La manga no condecorada de Miles estaba llamando la atención de los instructores, últimamente, un poco más de lo que él deseaba realmente. La notoriedad tenía un lado agradable; algunos de los más vivos entre sus colegas cadetes rivalizaban silenciosamente por tener a Miles en su grupo, como repelente contra brazaletes. Por supuesto, los verdaderamente vivos le evitaban ahora como la plaga, al darse cuenta de que estaba empezando a atraer el fuego. Miles se sonreía a sí mismo, en alegre presentimiento de algo realmente solapado y bajo cuerda próximo a suceder. Cada célula de su cuerpo parecía estar alerta y cantando.

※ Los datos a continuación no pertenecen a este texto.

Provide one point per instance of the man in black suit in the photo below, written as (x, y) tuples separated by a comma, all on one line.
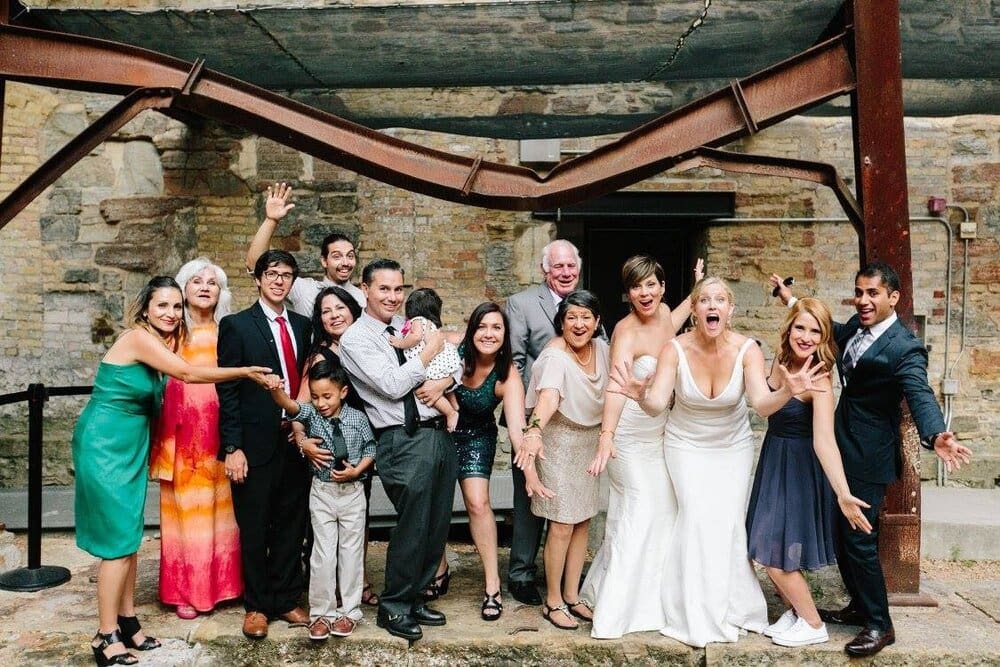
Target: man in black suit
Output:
[(269, 477), (880, 363)]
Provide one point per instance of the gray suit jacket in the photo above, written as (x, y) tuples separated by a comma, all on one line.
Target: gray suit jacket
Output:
[(530, 314)]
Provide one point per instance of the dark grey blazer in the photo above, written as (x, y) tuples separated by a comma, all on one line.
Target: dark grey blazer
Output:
[(868, 415), (248, 416)]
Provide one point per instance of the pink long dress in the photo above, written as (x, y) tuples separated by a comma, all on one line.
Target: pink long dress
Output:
[(199, 538)]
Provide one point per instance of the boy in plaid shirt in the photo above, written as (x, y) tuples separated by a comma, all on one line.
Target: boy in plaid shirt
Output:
[(336, 499)]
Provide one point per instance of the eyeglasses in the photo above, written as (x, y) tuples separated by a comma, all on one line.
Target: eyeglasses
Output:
[(273, 275)]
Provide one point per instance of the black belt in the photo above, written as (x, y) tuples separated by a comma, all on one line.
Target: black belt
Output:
[(437, 423)]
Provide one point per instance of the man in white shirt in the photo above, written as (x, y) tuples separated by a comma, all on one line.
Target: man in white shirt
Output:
[(417, 461), (338, 255)]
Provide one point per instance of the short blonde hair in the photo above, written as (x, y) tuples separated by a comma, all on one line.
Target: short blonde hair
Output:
[(826, 351)]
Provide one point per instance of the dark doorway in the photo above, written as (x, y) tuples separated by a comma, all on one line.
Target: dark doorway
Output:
[(666, 225)]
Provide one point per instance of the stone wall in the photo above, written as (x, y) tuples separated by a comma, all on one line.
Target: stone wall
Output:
[(160, 193)]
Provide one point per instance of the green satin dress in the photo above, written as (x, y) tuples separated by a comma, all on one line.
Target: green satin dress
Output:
[(111, 458)]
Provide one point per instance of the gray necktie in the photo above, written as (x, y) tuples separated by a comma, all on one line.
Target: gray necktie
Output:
[(409, 401)]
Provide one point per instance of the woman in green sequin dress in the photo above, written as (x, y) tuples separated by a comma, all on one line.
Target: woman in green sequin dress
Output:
[(487, 381), (111, 451)]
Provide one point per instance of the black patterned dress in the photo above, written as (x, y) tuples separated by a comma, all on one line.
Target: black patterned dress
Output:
[(476, 434)]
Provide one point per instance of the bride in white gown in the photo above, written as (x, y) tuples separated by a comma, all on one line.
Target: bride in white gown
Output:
[(624, 580), (709, 589)]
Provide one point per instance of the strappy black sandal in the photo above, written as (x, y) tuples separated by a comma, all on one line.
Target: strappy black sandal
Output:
[(491, 603), (547, 612), (130, 628), (439, 586), (581, 603), (102, 659)]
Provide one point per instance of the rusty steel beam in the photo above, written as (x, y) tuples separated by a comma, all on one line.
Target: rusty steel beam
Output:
[(880, 170), (78, 148), (789, 87), (766, 165)]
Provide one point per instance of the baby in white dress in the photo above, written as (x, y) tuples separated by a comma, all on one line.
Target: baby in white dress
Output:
[(423, 313)]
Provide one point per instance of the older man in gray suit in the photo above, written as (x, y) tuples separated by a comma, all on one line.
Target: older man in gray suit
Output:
[(530, 314)]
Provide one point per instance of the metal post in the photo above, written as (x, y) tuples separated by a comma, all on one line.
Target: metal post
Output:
[(36, 576), (880, 168)]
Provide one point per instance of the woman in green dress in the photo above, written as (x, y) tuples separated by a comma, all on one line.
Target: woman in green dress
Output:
[(111, 451)]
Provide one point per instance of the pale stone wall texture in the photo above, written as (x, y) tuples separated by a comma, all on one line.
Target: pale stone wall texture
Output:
[(160, 193)]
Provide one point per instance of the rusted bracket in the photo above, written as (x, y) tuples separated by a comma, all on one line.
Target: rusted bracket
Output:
[(193, 76), (782, 90), (78, 148), (741, 104), (766, 165)]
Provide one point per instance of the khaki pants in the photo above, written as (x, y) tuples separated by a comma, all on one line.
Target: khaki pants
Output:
[(338, 521)]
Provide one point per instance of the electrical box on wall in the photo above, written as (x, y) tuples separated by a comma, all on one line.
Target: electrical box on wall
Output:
[(540, 151)]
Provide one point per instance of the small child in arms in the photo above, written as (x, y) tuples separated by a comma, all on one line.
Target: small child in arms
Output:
[(423, 312)]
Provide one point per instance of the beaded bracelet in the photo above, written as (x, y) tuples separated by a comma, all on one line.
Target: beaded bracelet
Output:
[(534, 423)]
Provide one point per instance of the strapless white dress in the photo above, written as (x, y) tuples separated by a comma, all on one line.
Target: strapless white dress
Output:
[(625, 580), (710, 591)]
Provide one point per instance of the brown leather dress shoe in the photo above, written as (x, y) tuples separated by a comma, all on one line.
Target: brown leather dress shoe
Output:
[(255, 625), (869, 642), (296, 618)]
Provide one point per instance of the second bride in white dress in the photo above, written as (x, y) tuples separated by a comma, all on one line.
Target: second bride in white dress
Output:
[(710, 591), (624, 581)]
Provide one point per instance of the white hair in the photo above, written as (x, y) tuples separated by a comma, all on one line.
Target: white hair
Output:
[(193, 268), (554, 244)]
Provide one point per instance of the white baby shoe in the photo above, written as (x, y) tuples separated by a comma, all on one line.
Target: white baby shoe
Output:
[(801, 634)]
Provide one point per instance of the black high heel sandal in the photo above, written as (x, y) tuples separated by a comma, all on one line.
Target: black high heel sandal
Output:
[(130, 627), (102, 659), (439, 586)]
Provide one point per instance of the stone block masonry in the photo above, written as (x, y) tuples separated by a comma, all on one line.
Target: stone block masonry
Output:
[(160, 193)]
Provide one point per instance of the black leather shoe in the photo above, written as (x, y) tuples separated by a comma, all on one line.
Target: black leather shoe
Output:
[(845, 616), (424, 615), (869, 642), (399, 625), (524, 592)]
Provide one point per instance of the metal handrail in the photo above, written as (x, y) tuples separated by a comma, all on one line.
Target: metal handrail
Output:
[(36, 576)]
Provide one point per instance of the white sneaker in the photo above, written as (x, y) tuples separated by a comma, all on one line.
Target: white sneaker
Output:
[(801, 634), (784, 622)]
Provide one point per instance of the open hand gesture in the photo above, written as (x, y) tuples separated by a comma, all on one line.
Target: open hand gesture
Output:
[(851, 509), (699, 269), (628, 384), (948, 449), (605, 452), (276, 204), (264, 377), (806, 379)]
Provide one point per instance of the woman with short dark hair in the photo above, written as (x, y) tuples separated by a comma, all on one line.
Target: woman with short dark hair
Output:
[(566, 395)]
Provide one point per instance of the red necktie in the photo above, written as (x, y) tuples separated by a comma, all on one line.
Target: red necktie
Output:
[(288, 352)]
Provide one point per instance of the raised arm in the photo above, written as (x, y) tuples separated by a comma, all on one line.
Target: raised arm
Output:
[(680, 314), (276, 207), (766, 402)]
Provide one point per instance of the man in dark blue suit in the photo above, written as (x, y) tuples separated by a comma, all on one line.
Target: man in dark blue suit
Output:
[(881, 362), (268, 476)]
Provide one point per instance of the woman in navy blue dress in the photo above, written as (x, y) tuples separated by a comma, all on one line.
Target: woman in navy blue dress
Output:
[(790, 522)]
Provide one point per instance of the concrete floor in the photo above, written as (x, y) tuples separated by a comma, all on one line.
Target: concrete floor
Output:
[(53, 627)]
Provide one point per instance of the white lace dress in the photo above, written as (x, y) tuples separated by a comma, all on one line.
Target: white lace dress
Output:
[(625, 580), (710, 591)]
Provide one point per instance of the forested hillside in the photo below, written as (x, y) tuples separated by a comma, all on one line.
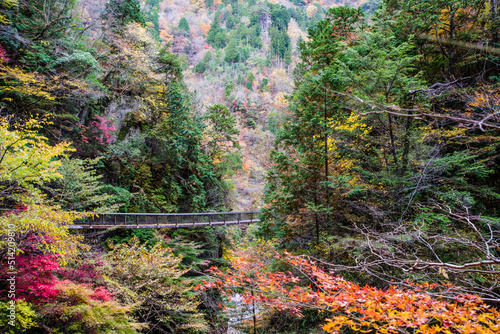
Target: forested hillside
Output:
[(366, 132)]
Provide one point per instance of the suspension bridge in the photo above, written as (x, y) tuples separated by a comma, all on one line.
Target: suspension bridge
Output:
[(165, 220)]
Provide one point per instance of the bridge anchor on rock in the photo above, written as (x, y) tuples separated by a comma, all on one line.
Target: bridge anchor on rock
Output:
[(165, 220)]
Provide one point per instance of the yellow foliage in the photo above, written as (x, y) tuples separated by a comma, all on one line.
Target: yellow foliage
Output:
[(16, 80), (6, 4), (47, 221), (26, 159)]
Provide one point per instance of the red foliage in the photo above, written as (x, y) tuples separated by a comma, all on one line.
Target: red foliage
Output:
[(101, 293), (34, 275), (95, 136), (87, 273), (17, 209), (3, 55), (349, 305)]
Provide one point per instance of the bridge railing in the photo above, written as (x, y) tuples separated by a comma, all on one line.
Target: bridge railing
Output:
[(165, 220)]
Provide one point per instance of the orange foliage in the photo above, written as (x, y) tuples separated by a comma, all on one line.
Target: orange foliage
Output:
[(349, 305), (205, 27)]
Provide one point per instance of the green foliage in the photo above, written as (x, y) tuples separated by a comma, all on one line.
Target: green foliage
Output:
[(231, 51), (19, 320), (77, 310), (81, 188), (184, 25), (216, 36), (124, 12), (151, 277)]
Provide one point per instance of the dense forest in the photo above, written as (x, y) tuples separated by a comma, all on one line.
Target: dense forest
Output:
[(366, 132)]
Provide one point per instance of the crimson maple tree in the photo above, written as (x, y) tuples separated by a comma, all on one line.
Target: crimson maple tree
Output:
[(349, 305)]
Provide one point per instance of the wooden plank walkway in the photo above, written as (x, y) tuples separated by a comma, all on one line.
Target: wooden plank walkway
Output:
[(165, 220)]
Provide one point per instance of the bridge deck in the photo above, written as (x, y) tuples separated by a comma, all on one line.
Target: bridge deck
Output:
[(165, 220)]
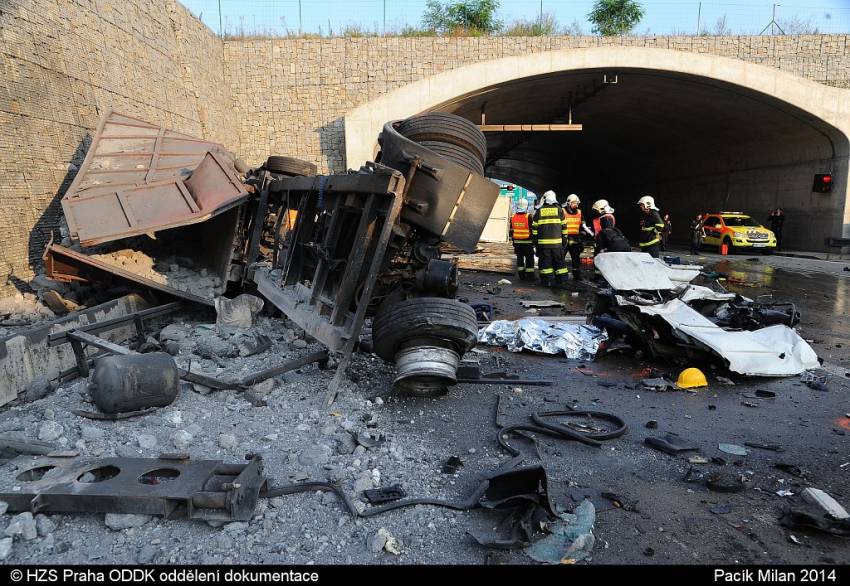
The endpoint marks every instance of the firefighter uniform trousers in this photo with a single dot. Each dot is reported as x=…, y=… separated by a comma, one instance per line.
x=574, y=246
x=549, y=230
x=651, y=227
x=520, y=233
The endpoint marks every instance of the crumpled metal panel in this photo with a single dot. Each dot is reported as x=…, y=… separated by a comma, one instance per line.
x=630, y=271
x=575, y=341
x=135, y=180
x=773, y=351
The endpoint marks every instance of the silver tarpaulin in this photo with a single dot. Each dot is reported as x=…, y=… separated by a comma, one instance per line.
x=577, y=341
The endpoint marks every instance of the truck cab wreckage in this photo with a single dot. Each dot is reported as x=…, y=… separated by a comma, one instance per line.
x=328, y=251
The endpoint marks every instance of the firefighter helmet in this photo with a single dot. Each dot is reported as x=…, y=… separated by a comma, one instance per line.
x=647, y=201
x=691, y=378
x=601, y=207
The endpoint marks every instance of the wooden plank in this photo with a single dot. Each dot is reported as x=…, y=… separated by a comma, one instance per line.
x=530, y=127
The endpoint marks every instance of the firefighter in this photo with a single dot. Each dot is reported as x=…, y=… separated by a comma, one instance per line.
x=572, y=214
x=549, y=230
x=651, y=227
x=520, y=232
x=608, y=237
x=604, y=218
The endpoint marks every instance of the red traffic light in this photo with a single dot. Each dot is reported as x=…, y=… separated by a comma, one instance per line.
x=822, y=183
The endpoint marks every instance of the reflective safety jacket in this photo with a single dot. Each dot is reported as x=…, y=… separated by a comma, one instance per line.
x=602, y=222
x=549, y=227
x=521, y=228
x=651, y=227
x=573, y=219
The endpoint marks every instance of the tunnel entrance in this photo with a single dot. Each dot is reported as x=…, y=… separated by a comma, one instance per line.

Kostolitz, con un sofocado bostezo y un último gruñido a la aristocrática daga decorativa de Miles, comenzó a comprobar la banda de estribor de la lanzadera. Miles hizo lo propio con la banda de babor. El instructor flotaba entre ellos, mirando atentamente por encima de sus hombros. Había sacado algo bueno de sus aventuras con los Mercenarios Dendarii, reflexionó Miles; su náusea por el vacío había desaparecido, un inesperado beneficio colateral del trabajo que el cirujano de Tung había hecho con su estómago. Pequeños privilegios.